AbbVie shareholders are doubtless bracing themselves. But does that mean you should be considering an investment in Coherus? Let's find out.
This company's boon will be AbbVie's lament
Coherus develops new oncology drugs with a combination of in-licensing candidates and its own research and development (R&D) activities, but it also currently sells biosimilar drugs that are copies of medicines developed by other companies. While none of its internally developed therapies have been commercialized yet, it has two biosimilars on the market, and it plans to launch three more by the end of 2023. Sales of those biosimilars brought in $211 million in 2022, but its existing portfolio of marketed medicines hasn't been enough to make the company profitable yet. Still, if regulators give it the green light to commercialize its biosimilar to Humira, AbbVie's crown jewel, that could change almost overnight.
In case you aren't familiar, Humira is one of the world's highest-grossing medicines. It treats rheumatoid arthritis, ankylosing spondylitis, Crohn's disease, plaque psoriasis, and several other conditions, and in 2022, global sales of the drug were $21.2 billion. But since 2023, Humira no longer has the exclusivity protections that prevented competitors from making generic copies of it.
That's where Coherus is looking to profit.
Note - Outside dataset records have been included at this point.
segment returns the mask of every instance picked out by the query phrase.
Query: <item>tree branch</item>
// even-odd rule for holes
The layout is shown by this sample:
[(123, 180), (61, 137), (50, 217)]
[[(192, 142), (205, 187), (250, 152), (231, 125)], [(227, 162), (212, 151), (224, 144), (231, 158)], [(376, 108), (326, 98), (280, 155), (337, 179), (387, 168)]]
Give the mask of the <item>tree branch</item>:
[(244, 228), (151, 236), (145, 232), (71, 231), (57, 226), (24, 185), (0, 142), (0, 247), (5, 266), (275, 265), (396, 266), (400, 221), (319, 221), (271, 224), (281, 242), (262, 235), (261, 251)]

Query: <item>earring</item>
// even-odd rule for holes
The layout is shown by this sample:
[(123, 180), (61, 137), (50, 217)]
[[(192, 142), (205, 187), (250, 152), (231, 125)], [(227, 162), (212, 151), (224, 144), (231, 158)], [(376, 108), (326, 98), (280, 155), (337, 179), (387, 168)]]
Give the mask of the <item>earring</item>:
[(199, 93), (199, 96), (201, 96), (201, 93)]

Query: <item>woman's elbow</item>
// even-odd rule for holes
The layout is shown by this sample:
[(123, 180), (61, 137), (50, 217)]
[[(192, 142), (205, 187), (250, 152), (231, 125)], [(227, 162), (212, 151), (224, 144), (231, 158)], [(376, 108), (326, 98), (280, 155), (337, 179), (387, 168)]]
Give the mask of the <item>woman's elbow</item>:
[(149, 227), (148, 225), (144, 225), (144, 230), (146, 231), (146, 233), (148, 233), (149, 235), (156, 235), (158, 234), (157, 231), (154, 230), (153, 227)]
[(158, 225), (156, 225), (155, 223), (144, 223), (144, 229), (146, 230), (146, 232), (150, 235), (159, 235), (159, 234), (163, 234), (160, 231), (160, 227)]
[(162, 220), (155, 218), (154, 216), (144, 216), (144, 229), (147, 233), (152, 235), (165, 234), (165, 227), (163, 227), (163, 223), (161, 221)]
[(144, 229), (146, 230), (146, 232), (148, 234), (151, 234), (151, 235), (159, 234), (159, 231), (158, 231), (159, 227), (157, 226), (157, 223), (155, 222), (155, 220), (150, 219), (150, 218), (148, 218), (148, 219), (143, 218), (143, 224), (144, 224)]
Its management estimates that the generic market for Humira will be worth around $17 billion per year. The company plans to market its biosimilar to Humira under the trade name Yusimry, and the strategy will be to keep its pricing as low as possible in order to compete on scale. Its price point will be $995 per carton, which is 85% lower than brand-name Humira, so AbbVie has practically zero chance of retaining its market share.
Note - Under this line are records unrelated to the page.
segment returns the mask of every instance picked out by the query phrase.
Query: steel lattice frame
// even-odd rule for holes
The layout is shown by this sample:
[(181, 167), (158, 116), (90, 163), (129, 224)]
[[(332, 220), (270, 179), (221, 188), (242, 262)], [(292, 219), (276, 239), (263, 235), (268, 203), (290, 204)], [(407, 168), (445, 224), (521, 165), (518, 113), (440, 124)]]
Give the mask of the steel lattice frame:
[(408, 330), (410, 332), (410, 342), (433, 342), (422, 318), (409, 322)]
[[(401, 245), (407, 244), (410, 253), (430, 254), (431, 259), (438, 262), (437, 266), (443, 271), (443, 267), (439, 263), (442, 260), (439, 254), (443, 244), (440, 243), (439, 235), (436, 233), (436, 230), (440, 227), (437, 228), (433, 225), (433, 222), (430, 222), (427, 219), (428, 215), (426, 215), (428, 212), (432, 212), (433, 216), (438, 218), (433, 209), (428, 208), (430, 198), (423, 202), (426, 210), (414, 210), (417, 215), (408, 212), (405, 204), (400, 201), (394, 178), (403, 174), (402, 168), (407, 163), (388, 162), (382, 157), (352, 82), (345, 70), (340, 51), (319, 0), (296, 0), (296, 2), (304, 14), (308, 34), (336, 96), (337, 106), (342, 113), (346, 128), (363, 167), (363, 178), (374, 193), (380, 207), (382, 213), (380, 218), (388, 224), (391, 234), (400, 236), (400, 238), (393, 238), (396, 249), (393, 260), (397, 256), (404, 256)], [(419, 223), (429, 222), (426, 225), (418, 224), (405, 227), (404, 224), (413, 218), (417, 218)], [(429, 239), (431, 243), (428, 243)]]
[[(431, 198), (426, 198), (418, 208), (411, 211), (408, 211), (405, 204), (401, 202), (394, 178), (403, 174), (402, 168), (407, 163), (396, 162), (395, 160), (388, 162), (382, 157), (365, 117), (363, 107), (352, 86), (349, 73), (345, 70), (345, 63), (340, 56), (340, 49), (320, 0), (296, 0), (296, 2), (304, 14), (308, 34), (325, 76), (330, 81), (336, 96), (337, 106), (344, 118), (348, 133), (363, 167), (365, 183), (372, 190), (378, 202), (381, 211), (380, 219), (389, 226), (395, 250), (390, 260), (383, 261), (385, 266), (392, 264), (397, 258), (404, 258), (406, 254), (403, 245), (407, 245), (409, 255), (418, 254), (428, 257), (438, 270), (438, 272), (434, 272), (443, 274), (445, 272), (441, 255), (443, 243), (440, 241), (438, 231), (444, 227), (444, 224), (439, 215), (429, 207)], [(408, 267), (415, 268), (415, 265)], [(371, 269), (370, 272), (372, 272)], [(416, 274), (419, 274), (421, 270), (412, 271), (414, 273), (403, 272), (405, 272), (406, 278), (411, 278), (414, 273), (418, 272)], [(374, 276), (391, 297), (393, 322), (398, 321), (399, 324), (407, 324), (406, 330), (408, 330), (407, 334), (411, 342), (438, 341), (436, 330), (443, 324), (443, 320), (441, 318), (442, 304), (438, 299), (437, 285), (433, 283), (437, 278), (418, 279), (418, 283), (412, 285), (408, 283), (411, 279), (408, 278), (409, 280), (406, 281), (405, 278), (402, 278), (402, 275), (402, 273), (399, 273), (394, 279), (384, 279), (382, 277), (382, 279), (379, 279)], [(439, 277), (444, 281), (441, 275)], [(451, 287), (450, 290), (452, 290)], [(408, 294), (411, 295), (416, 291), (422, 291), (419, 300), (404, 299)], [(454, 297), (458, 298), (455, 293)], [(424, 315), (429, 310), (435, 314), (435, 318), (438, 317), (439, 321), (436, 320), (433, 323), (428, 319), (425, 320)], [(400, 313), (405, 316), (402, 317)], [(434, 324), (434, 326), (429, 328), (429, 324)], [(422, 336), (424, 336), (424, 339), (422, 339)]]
By the end of July, Yusimry is likely to be on the market. Amgen already launched its biosimilar to Humira, and other competing entries are on the way too. But Amgen's pricing will be between $1,557 and $3,288 per two-week supply, so Coherus will have an advantage despite showing up late to the market.
Does any of the above make this stock a buy?
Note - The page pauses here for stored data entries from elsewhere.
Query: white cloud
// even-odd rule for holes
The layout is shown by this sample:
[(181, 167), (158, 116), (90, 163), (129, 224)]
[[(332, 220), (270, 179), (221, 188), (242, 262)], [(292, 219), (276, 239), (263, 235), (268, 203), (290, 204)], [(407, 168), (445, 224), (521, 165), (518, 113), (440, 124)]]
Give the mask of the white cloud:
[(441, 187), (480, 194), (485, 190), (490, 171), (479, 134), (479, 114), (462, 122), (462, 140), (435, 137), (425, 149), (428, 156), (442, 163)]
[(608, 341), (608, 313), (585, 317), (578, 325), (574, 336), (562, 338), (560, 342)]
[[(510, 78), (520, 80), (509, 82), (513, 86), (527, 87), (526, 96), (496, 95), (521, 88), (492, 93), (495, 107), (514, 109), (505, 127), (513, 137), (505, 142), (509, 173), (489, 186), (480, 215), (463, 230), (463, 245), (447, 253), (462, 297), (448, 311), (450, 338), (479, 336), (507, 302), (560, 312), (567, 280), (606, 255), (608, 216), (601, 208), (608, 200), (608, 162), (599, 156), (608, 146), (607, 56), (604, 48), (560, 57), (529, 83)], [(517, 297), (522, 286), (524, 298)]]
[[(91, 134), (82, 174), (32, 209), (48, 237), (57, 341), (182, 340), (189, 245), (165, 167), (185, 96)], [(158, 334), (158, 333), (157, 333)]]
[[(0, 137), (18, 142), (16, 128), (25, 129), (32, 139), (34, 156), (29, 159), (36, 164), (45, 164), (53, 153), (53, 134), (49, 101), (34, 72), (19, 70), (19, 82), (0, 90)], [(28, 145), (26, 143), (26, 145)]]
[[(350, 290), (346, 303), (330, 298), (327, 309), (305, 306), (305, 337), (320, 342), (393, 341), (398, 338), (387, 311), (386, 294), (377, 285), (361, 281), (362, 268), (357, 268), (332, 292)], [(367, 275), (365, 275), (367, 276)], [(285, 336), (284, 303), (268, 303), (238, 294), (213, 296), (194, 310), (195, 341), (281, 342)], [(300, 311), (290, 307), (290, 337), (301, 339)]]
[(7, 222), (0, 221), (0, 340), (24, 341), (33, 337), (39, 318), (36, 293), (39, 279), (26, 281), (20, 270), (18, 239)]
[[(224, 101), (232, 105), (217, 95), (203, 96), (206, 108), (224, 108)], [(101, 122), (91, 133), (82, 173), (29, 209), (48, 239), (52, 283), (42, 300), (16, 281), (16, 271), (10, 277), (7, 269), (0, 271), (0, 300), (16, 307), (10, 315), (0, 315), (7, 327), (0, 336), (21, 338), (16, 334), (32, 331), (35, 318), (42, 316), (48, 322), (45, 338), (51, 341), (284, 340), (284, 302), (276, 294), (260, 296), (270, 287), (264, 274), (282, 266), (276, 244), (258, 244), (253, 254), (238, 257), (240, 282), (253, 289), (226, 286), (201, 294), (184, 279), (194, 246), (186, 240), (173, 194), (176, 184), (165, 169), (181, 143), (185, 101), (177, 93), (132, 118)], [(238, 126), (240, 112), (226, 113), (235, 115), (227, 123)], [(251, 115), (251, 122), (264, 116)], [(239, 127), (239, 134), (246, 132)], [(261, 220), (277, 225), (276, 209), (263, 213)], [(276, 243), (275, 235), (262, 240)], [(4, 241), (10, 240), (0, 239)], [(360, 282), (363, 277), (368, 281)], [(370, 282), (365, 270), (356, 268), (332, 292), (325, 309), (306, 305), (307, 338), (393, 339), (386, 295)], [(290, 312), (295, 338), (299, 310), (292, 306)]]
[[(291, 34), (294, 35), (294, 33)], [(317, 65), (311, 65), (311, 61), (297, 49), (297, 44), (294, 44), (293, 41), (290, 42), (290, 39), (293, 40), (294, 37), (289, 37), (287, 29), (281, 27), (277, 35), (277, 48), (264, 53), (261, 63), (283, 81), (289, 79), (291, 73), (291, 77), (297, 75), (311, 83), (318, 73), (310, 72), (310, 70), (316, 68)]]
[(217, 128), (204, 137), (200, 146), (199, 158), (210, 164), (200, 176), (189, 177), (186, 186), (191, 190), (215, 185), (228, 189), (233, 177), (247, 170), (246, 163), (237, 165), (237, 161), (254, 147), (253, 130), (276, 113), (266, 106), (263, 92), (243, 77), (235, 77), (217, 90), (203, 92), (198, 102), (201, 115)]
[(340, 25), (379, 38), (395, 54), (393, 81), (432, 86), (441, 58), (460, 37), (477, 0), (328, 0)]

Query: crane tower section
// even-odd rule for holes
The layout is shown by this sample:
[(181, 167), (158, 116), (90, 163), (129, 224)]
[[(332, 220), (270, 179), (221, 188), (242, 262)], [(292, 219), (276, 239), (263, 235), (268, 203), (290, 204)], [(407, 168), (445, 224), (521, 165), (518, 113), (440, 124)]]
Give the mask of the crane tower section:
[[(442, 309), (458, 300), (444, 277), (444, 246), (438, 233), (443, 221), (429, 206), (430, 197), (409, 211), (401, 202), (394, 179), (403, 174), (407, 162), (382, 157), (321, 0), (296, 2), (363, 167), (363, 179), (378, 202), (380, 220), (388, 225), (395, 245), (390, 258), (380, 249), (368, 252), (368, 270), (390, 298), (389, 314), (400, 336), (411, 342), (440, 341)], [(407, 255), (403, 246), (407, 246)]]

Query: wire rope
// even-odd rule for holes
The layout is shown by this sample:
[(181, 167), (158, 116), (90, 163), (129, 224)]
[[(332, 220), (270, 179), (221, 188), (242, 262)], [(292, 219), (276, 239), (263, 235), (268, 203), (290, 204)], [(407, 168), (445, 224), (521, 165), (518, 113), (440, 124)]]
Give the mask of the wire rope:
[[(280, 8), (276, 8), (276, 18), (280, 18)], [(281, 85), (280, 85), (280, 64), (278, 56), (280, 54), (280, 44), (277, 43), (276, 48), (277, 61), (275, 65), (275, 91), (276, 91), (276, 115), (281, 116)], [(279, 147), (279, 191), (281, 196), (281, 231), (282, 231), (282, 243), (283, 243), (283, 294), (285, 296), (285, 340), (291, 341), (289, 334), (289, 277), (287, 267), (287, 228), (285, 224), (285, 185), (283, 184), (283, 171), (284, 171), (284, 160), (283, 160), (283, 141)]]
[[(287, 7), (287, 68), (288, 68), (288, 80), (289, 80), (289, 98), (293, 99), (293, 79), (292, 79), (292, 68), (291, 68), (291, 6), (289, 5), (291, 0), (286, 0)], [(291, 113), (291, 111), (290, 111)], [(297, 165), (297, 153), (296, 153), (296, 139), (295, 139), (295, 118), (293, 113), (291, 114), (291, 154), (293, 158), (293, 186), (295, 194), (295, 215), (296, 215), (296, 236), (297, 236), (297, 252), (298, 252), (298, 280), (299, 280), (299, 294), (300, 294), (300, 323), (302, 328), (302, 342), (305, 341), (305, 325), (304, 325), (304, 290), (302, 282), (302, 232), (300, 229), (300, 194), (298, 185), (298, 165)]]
The return Coherus is anticipating from commercializing Yusimry is likely to be quite significant. Wall Street analysts are estimating that its total revenue will rise by more than 41% this year, and then by 94% in 2024, potentially bringing in roughly $581 million. By the end of 2024, that should make it profitable, per Wall Street.
As of Q1, it had $471 million in long-term debt and $128 million in cash, equivalents, and short-term investments, and its trailing 12-month operating expenses are $398 million. It also just issued quite a lot of stock, raising $50 million in the process. Even with the boost from the new share issuance, something is going to have to give within the next 12 months, as it simply doesn't have enough money to pay for its operations at their current level.
Given its sunny near-term prospects, it can probably take out more debt to tide it over for the next year and a half or so without too much trouble. But if reaching profitability by scaling up Yusimry hits a bump in the road, it might need to dilute its shareholders more by issuing more stock or taking out even more debt. In the long term, the more it needs to borrow today, the lower its earnings will be in the future, at least until it's generating enough free cash flow (FCF) to deleverage aggressively, which could take a few years.
Overall, investors don't have any hard evidence that Coherus will actually be profitable in the foreseeable future. Investors will be closely watching whether the company can follow through on its ambition to commercialize one of its non-generic therapy programs while also launching four biosimilars (including Yusimry) over the next year or so. If all of these play out as anticipated, it's hard to see how the stock would do anything other than go up.
Investors will also be watching if Coherus can demonstrate that its discount pricing strategy makes Yusimry more appealing to buyers than the other biosimilars to Humira over the coming quarters. Again, if successful, that'll be another strong point in the stock's favor.
With that said, there aren't any major red flags aside from its debt, but there is still a solid possibility that its plans are more expansive than what it can actually accomplish given its financial constraints right now. So if you're willing to take a moderately risky shot, it could be worth buying a few shares, but there's no rush.